– N’as-tu rien à craindre de fâcheux, Marcus, pour avoir quitté Antium à l’insu de César? – demanda Lygie.
– Rien, ma chérie, – répondit Vinicius. – César a annoncé qu’il resterait enfermé pendant deux jours avec Terpnos pour composer de nouveaux chants. Cela lui est arrivé souvent déjà, et alors il oublie tout le reste. D’ailleurs, que m’importe César, puisque je suis auprès de toi et que je te regarde? Je languissais trop de toi, et pendant ces dernières nuits je n’ai même pu dormir. Parfois, je m’assoupissais de fatigue; mais je me réveillais aussitôt avec la sensation qu’un danger te menaçait, ou bien je rêvais qu’on m’avait amené les chevaux qui devaient me conduire d’Antium ici et grâce auxquels, en effet, j’ai franchi cette distance avec une vitesse que n’atteindrait jamais aucun courrier de César. Je n’aurais pu vivre plus longtemps sans toi. Je t’aime tant, ma chérie, ma très adorée!
– Je savais que tu viendrais. J’ai envoyé deux fois Ursus aux Carines pour savoir de tes nouvelles. Linus s’est moqué de moi et Ursus aussi.
On pouvait en effet constater qu’elle l’attendait, à ce que, au lieu du vêtement sombre qu’elle portait d’habitude, elle avait mis une stole blanche d’étoffe fine, d’où émergeaient ses épaules ainsi que des primevères de la neige.
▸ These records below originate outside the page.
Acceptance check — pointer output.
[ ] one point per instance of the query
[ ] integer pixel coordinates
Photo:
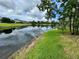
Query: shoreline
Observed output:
(25, 48)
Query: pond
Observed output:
(13, 39)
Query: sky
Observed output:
(22, 9)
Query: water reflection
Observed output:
(17, 38)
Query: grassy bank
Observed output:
(48, 47)
(53, 45)
(4, 26)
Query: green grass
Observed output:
(10, 24)
(48, 47)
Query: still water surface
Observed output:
(13, 39)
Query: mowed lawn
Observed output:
(48, 47)
(52, 45)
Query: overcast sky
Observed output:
(21, 9)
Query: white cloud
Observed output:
(21, 9)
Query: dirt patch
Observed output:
(71, 46)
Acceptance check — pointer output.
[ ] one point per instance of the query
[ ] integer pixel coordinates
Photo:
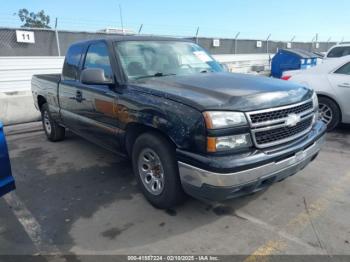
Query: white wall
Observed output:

Quelques anémones roses ornaient ses cheveux.
Vinicius prit la main de la jeune fille et la pressa contre ses lèvres; ils s’assirent sur un banc de pierre au milieu des aubépines et contemplèrent en silence les derniers rayons du soleil couchant qui se reflétaient dans leurs yeux.
Et peu à peu, ils furent envahis eux aussi par la paix du soir.
– Quel calme et que le monde est beau! – murmura Vinicius à mi-voix. – Comme la nuit descend douce et magnifique! Je me sens heureux comme jamais je ne le fus de ma vie! Dis-moi, Lygie, d’où cela te vient-il? Jamais je n’aurais cru qu’il pût exister un pareil amour. Où je ne voyais que du feu dans les veines et une passion furieuse, je comprends maintenant qu’on peut aimer avec chaque goutte de son sang, avec chaque souffle, et sentir en même temps un calme immense et doux, comme si l’âme était bercée à la fois par le Sommeil et par la Mort. C ’est tout nouveau pour moi. Je regarde ces arbres immobiles, et il me semble que leur calme est descendu en moi. Aujourd’hui seulement je comprends qu’il peut exister un bonheur insoupçonné; aujourd’hui je comprends pourquoi toi et Pomponia Græcina paraissez si sereines… Oui!… ce bonheur, c’est le Christ qui vous le donne.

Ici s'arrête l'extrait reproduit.